原子力文化コラム

Vol. 7 (2025/1/6)

新年のごあいさつ



一般財団法人日本原子力文化財団 理事長 川井 吉彦
 

新年のごあいさつ


謹んで新年のお慶びを申し上げます。平素より当財団の活動に対し、多くの皆さまから多大なるご支援とご協力を賜り、心より感謝申し上げます。

2024年は、引き続きエネルギー価格の高騰や地政学的リスクが顕在化するなかで、カーボンニュートラル実現とエネルギー安定供給を両立させるための原子力の役割や必要性について、国内外で議論・評価が深まった1年であったと思います。とりわけ、ロシアのウクライナ侵攻を契機にエネルギー安全保障への危機感が高まった欧州各国では、原子力発電所の運転延長や新増設をはじめとする推進の動きが活発化しました。
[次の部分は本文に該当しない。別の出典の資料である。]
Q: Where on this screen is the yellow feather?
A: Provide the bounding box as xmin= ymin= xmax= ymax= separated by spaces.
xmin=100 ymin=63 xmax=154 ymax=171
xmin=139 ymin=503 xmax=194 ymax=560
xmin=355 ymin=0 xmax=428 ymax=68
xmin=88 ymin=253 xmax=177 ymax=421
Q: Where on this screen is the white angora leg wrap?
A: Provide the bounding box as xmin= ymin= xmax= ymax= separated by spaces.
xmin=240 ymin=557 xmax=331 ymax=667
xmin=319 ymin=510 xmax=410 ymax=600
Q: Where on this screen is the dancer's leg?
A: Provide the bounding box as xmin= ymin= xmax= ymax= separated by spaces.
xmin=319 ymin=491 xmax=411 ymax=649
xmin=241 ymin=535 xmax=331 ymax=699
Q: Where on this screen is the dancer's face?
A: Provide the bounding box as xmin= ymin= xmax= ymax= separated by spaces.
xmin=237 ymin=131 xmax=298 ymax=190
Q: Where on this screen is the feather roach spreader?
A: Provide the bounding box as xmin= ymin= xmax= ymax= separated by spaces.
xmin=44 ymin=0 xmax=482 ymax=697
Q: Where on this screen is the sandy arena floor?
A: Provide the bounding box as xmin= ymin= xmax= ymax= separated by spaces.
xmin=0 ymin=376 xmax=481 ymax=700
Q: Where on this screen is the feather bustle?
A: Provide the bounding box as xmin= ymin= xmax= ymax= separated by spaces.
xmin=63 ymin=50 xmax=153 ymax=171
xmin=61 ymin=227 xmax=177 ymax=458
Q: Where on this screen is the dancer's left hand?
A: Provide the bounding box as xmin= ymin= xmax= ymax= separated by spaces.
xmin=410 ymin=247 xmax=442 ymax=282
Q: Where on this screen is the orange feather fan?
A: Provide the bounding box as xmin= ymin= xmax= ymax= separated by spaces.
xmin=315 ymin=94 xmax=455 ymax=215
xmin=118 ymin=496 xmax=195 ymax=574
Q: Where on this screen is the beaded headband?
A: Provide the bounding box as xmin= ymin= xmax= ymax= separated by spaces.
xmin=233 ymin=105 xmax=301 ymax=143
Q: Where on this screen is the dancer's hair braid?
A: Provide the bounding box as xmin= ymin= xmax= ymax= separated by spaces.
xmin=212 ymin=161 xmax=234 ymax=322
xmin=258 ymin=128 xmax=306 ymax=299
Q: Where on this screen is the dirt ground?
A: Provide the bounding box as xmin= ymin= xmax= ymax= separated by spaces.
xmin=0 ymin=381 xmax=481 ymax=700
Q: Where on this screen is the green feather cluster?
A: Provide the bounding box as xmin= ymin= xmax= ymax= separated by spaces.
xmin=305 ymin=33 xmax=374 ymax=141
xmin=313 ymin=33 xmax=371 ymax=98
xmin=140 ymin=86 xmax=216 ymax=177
国際エネルギー機関(IEA)が昨年秋に公表した「世界エネルギー見通し」では、世界の電力需要は、EVの普及、経済のデジタル化、AIの拡大などにより、今後10年間でエネルギー需要全体の6倍のスピードで伸びると予測されています。このような状況の中で、2025年は原子力に対する評価や推進の動きがさらに加速することが予想されます。
日本においても同様に、エネルギー自給率が13%という現状を考えれば、エネルギーの安定供給と脱炭素化に向けた取り組みを一層強化する必要があります。
まずは、規制委員会で審査中の原子力発電所10基の再稼働、さらに来年に延期となった青森県六ヶ所村の再処理工場の竣工や、高レベル放射性廃棄物最終処分場の文献調査の進展など、原子燃料サイクルの確立に向けて一歩一歩着実に前進させることが重要です。

しかし、これらの課題を解決するためには、国民の皆さんの理解と信頼を得ることが欠かせません。そのためには、国や電力会社が、国民や立地地域の皆さんがエネルギーや原子力に対して抱いている疑問や不安に対して真摯に向き合い、客観的な事実やデータに基づいて丁寧に説明し、信頼を構築する努力を続けていくことが何より大切です。

私ども原子力文化財団は、本年も、全国各地域での対話活動や講演会、出前授業など次世代への教育プログラムを通じて、エネルギーや原子力に対する理解を深めていただけるよう、積極的な情報提供と環境づくりを進めてまいります。全国各地で多くのイベントや取り組みを計画しております。当ホームページやSNSでも随時お知らせいたしますので、ぜひご関心をお寄せいただければ幸いです。
本年も、皆さまのご支援とご協力を賜りますよう、よろしくお願いいたします。

 

一般財団法人日本原子力文化財団
理事長 川井 吉彦
川井吉彦(かわい よしひこ)
1943年千葉県生まれ。1968年早稲田大学政治経済学部卒業、東京電力㈱入社。同社広報部長、同社取締役、2009年日本原燃代表取締役社長などを経て、2024年6月から(一財)日本原子力文化財団理事長。